Resonant interactions from dynamical perturbers on generic orbits around an extreme mass ratio inspiral

TL;DR

This paper investigates how third-body perturbations near resonance affect EMRI gravitational wave signals, finding that while they don't drastically alter dynamics, they can cause detectable phase shifts important for waveform modeling.

Contribution

The study extends existing formalism to include general outer body orbits and multiple resonances, providing a comprehensive analysis of perturbations in EMRIs.

Findings

No significant dynamical changes beyond perturbative corrections.

Potential for large phase shifts (~0.1 radian) in waveforms.

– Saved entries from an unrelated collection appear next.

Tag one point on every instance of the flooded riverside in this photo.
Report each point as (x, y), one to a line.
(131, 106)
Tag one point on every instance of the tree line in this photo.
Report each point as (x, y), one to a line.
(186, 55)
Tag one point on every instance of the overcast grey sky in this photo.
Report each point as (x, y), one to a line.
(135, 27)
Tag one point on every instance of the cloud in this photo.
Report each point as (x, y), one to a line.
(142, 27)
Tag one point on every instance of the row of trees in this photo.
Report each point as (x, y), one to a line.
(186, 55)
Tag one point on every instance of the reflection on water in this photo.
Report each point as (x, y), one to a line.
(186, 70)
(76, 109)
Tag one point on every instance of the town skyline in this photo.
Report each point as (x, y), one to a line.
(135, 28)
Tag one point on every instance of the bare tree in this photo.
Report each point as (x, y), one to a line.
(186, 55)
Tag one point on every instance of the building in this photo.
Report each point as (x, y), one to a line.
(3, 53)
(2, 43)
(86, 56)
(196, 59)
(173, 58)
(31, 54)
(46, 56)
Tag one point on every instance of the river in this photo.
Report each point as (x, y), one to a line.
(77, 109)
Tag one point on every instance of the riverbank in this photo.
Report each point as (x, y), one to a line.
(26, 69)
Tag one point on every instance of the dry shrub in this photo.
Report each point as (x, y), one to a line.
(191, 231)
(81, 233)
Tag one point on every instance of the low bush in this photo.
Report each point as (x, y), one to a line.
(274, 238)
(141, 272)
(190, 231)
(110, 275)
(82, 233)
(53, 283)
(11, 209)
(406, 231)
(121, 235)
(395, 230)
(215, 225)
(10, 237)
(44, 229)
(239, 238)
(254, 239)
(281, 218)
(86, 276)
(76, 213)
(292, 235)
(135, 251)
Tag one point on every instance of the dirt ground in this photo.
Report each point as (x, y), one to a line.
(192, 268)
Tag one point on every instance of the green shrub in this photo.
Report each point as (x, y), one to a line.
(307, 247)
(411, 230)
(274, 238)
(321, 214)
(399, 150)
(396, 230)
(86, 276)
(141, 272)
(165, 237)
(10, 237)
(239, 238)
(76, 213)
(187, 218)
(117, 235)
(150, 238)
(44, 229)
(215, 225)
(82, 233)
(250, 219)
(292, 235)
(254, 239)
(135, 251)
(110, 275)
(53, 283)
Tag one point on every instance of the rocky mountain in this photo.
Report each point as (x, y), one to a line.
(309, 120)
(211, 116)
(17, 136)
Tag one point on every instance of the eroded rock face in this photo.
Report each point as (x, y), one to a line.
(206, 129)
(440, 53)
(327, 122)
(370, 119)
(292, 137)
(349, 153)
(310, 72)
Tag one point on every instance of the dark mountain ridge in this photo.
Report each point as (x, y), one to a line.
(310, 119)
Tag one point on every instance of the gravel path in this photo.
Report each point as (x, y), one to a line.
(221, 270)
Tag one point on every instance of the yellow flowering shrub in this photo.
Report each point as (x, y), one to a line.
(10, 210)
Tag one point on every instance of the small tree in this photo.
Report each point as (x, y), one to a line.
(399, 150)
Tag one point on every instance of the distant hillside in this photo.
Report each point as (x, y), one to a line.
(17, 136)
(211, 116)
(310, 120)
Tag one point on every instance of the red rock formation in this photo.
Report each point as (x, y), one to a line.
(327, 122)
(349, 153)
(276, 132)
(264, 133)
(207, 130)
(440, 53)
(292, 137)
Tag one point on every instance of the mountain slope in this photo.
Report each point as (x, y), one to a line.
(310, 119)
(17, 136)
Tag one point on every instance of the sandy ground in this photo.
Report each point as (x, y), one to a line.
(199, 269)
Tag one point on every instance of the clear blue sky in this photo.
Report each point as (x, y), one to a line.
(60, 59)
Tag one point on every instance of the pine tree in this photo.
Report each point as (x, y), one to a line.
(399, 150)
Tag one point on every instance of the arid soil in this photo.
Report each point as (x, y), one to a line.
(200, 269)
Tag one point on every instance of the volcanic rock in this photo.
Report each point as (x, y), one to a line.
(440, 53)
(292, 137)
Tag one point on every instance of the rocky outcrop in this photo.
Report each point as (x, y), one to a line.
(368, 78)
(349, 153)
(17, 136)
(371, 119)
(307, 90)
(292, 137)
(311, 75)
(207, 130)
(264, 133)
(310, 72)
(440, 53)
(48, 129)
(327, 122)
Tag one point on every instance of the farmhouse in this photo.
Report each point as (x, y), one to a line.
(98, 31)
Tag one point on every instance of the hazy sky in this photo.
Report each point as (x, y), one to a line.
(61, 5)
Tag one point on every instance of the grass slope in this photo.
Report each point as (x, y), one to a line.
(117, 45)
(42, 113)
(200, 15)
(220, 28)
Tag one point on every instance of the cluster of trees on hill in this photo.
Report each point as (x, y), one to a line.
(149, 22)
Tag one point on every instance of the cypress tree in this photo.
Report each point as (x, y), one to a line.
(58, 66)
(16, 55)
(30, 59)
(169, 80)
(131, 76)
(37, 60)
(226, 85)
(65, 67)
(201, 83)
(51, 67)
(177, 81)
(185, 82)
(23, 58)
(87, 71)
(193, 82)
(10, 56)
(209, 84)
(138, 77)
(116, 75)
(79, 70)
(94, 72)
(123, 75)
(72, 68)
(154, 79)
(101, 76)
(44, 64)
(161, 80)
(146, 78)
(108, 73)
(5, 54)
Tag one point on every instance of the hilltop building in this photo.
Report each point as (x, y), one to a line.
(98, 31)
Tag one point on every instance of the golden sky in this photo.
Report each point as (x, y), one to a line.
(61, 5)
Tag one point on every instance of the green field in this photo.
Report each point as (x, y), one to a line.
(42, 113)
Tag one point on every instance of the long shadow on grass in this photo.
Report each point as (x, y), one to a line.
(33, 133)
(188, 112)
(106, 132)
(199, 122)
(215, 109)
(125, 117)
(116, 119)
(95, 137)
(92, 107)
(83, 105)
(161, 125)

Formalism is robust for various resonant interactions.

Abstract

Extreme mass-ratio inspirals (EMRIs) are binary systems where a compact object slowly inspirals into its much larger compact partner. Since we anticipate such systems to exist within and be dynamically influenced by the galactic center environment, we expect them to be instrumental in studying these environments and testing our theories of gravity in the strong field regime. The gravitational waves associated with the EMRI motion fall within the mHz regime, making them target sources for future space-based detectors. However, because of the crowded nature of these galactic centers, these EMRIs could be perturbed by other nearby orbiting bodies. In this work, we analyze potential perturbations in EMRIs due to a third-body perturber near resonance. We use the formalism and code tools developed in the previous paper in this series [Silva \& Hirata, {\slshape Phys. Rev. D} {\bfseries 106}:084508 (2022)] and expand them to account for a general outer body orbit, allowing for multiple resonant interactions within an orbit and across a variety of SMBH spins. We find that, after investigating nearly 142,000 resonant interactions across a restricted set of 180 different simulated orbit systems, none cause changes to the EMRI dynamics beyond a perturbative correction, but could lead to potentially large changes in the phase of the waveform of order 0.1 radian. Detectable phase changes in the waveform induced by third-body perturbers could be a common occurrence and will require careful consideration for developing accurate EMRI waveform models. This analysis suggests that our formalism and pipeline are robust enough to handle a wide variety of resonances from various perturbing orbit configurations around the EMRI, which will aid in developing more accurate waveform models to better probe galactic center environments and test theories of gravity using gravitational wave observations of EMRIs.